L’avvocata della Mazzola e della Rai, Caterina Malavenda, nella memoria depositata, scrive che si trattò di un’aggressione dimostrativa nell’esercizio del controllo mafioso del territorio, per colpire una giornalista “ed educarne cento”».

Nella memoria dell’avvocata Malavenda per conto Rai e della Mazzola, l’aggressione mafiosa è paragonata a quella subita nel 2017 dal giornalista Daniele Piervincenzi per mano di Roberto Spada, fratello del boss, mentre svolgeva un’intervista ad Ostia (Roma). Nella relazione medico legale depositata in Tribunale, la dott.ssa Lea Cinzia Caprioli scrive che Mazzola ha riportato «microfratture trabecolari ed edema della spongiosa a carico del margine esterno del condilo mandibolare sinistro con ispessimento dei tessuti molli periarticolari, un quadro di lesioni permanenti per il gancio da pugile sferrato da Laera». La dott.ssa Caprioli, ricostruendo la dinamica, afferma che dai video «appare evidente che l’arto superiore destro della Laera compie un ampio movimento molto simile a quello con cui nel pugilato si carica il braccio quando si tira un “gancio», la mano si chiude a cucchiaio, quindi colpisce violentemente il lato sinistro del capo della dott.ssa Mazzola». 

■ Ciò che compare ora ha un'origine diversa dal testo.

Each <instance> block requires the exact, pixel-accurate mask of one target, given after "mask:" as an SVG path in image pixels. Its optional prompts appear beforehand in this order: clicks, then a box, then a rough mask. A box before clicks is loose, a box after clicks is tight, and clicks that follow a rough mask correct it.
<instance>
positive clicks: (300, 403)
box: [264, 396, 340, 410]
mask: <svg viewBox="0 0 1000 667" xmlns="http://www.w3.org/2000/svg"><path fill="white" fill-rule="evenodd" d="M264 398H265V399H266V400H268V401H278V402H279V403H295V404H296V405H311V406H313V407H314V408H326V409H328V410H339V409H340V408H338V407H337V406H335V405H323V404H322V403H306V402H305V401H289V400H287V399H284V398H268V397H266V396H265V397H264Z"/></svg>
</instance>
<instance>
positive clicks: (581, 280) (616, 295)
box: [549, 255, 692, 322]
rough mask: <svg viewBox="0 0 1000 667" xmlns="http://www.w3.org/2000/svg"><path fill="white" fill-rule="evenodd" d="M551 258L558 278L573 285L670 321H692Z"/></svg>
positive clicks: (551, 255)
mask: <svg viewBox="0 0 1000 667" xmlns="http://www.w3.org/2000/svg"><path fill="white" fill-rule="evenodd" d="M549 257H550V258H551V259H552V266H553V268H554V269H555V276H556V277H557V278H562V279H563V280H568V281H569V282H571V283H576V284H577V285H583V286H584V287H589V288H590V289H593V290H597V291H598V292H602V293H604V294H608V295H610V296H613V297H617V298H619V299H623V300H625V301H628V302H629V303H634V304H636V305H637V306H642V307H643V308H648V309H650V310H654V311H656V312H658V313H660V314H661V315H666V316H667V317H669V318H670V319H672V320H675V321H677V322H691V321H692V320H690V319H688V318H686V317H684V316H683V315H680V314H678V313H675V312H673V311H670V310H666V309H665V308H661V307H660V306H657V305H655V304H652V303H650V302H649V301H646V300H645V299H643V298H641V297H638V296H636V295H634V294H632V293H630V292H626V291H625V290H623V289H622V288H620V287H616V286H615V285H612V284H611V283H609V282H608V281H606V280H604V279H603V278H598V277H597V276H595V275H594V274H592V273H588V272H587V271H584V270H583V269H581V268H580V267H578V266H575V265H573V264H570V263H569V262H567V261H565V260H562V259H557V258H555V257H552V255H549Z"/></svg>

Per l’aggressione, l’equipe medico legale dell’Inpgi ha riconosciuto alla giornalista Mazzola “lesioni permanenti”.

Dal 2019 i Prefetto di Roma ha assegnato alla Mazzola una forma di tutela per la sua sicurezza.

«È fondamentale ribadire che i giornalisti nell’esercizio di un ruolo costituzionalmente riconosciuto, non si toccano: l’intimidazione, le minacce e le aggressioni fisiche a chi si espone per motivi di interesse pubblico, riguardano tutti perché condizionano la democrazia. Io mi sono costituita parte civile e con me: la Rai e l’Ordine Nazionale dei giornalisti con l’avvocata Caterina Malavenda, l’Associazione Stampa Romana con l’avvocato Antonio Feroleto, l’associazione Libera contro le mafie con l’avvocata Enza Rando, la città di Bari, e altri», ha dichiarato ancora Maria Grazia Mazzola. 

Dopo la sentenza è prevista con l’Associazione Stampa Romana una conferenza stampa nazionale online.